Hareket eden oyların aynı zamanda yanar döner oylar olduğunu, döneme göre kitle psikolojilerinin ve beklentilerinin değişebileceğini ve kim nereye en iyi şekilde mıknatıslarsa oraya doğru çekilebileceklerini düşünüyorum. 4 yıl önce geleneksel merkezi dönüştürmeye ve parçalamaya doğru hareket halindeki bu oylar şimdi geleneksel merkezin kendisini yenilemesini sağladı. Bu başlık daha çok tartışma kaldırır.

Müphem bir kitle olarak sandığa gitmeyenler

Sandığa gitmeyenler başlı başına müphem bir kitleyi oluşturuyor. Müphem olmaları aynı zamanda onların herhangi bir temsile de gelemeyecekleri anlamını taşıyor. Dolayısıyla bu kesimi tanımlamak, kendilerine nitelikler, beklentiler ve görevler biçmek karşılığı olmayan bir çaba anlamına gelecektir. Farklı farklı motivasyonlarla hareket eden bu kesimin belki de tümünün ortaklaştığı nokta yıkıcı ama hiçbir şekilde kurucu olmayan histerik bir reaksiyonerlikte kesişmeleridir. Bu histerik dalganın Kıbrıs’ın kuzeyindeki sıkışmışlık, rejimin hayat alanlarımızı daraltması, her gün yaşanan irili ufaklı artçı krizlerin ve tüm bunlarla baş edebilecek –gündelik- yaşam/politika mekanizmalarının geliştirilememesinden kaynaklı ciddi travmatik bir dışa vurum olduğunu düşünüyorum. (Bu histeri hallerini özellikle de Kıbrıs milliyetçisi, etnik köken üzerinden siyaset ve söylem geliştiren ‘folklorik sol’ kesimlerde de hemen her gün görebilirsiniz.) Dolayısıyla sandığa gitmeme meselesine salt politik değil, hem psikolojik hem de aynı zamanda ontolojik (onto-politik) bir mesele olarak yaklaşmayı ve anlamaya çalışmayı tercih ediyorum. Bu travmatik dışa vurumun en büyük sancısını ise net bir şekilde TDP yaşadı. TDP’nin oyları bir yandan TKP bölünmesiyle bir yandan da ideolojik olarak boykot yapan ve bir miktar da küskün kesimin sandığa gitmemesiyle düştü.

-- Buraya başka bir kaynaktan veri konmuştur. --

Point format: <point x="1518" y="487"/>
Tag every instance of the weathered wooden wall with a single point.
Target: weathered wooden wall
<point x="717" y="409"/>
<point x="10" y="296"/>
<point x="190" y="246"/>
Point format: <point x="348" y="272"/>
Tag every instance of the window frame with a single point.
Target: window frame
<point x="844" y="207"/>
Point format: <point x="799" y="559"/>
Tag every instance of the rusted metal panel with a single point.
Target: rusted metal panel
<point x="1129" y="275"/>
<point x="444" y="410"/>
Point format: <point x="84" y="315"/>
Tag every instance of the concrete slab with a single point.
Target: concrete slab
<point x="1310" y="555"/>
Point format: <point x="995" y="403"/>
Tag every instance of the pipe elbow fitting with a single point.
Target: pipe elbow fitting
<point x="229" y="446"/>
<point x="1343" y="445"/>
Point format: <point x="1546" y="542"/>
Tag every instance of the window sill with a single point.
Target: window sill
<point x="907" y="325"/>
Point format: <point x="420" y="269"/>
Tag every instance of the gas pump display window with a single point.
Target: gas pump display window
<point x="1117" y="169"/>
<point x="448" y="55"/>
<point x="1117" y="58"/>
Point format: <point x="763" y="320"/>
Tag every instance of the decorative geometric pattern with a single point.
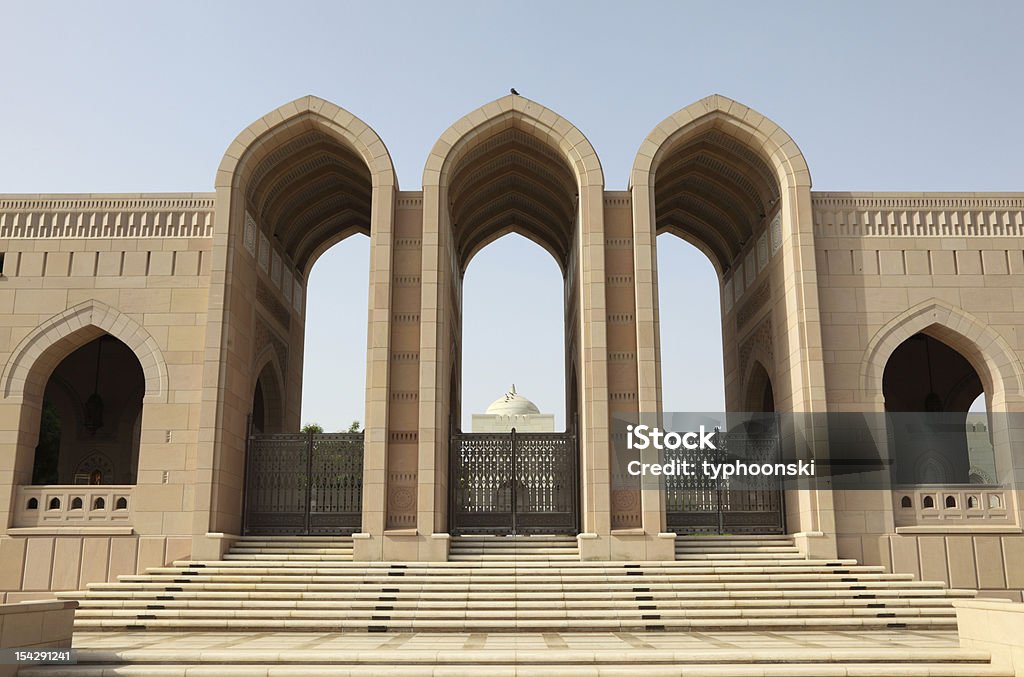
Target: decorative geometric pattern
<point x="264" y="252"/>
<point x="304" y="483"/>
<point x="518" y="482"/>
<point x="249" y="235"/>
<point x="275" y="268"/>
<point x="698" y="504"/>
<point x="776" y="234"/>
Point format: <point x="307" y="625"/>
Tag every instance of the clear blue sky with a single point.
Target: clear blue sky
<point x="130" y="96"/>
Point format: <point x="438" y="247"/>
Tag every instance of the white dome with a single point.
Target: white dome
<point x="512" y="404"/>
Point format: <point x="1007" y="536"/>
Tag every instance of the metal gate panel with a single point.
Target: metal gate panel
<point x="697" y="504"/>
<point x="303" y="483"/>
<point x="513" y="483"/>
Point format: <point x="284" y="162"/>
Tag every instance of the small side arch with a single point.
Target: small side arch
<point x="39" y="352"/>
<point x="988" y="352"/>
<point x="268" y="382"/>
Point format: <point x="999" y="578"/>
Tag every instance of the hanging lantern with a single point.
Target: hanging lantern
<point x="94" y="405"/>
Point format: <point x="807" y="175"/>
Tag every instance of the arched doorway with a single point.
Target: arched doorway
<point x="300" y="180"/>
<point x="722" y="186"/>
<point x="90" y="425"/>
<point x="507" y="178"/>
<point x="930" y="389"/>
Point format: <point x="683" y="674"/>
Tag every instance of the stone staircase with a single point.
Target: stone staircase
<point x="527" y="589"/>
<point x="515" y="585"/>
<point x="514" y="549"/>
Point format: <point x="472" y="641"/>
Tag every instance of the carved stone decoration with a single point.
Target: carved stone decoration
<point x="265" y="336"/>
<point x="776" y="234"/>
<point x="275" y="269"/>
<point x="762" y="252"/>
<point x="95" y="468"/>
<point x="264" y="252"/>
<point x="626" y="508"/>
<point x="297" y="296"/>
<point x="269" y="301"/>
<point x="249" y="235"/>
<point x="760" y="340"/>
<point x="286" y="285"/>
<point x="401" y="500"/>
<point x="757" y="300"/>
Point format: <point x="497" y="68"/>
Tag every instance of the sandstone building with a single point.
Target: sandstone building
<point x="142" y="337"/>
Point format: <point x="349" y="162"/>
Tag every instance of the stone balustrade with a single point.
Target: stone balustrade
<point x="74" y="505"/>
<point x="950" y="505"/>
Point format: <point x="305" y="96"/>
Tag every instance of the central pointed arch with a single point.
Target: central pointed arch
<point x="512" y="165"/>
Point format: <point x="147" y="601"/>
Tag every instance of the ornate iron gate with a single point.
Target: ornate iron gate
<point x="517" y="482"/>
<point x="697" y="504"/>
<point x="303" y="483"/>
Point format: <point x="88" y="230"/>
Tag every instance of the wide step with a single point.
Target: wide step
<point x="513" y="585"/>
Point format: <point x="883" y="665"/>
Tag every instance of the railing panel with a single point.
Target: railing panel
<point x="698" y="504"/>
<point x="304" y="483"/>
<point x="513" y="483"/>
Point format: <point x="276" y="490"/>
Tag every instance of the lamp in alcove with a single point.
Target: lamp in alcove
<point x="94" y="405"/>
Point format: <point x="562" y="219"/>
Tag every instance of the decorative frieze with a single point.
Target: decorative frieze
<point x="941" y="215"/>
<point x="107" y="216"/>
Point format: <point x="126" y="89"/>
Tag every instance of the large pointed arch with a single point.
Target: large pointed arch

Öte yandan TDP’de güçlü, rejimle arasına bir mesafe koyan ve dinamik bir liderlik olmuş olsaydı, bu kesimi en azından barajı geçebilecek kadar çekebileceğini düşünüyordum. Yani TDP’nin sorunu TDP’ye içkin bir sorun. Sandığa gidip oy vermeyenlerin suçlanmasını doğru bulmuyorum.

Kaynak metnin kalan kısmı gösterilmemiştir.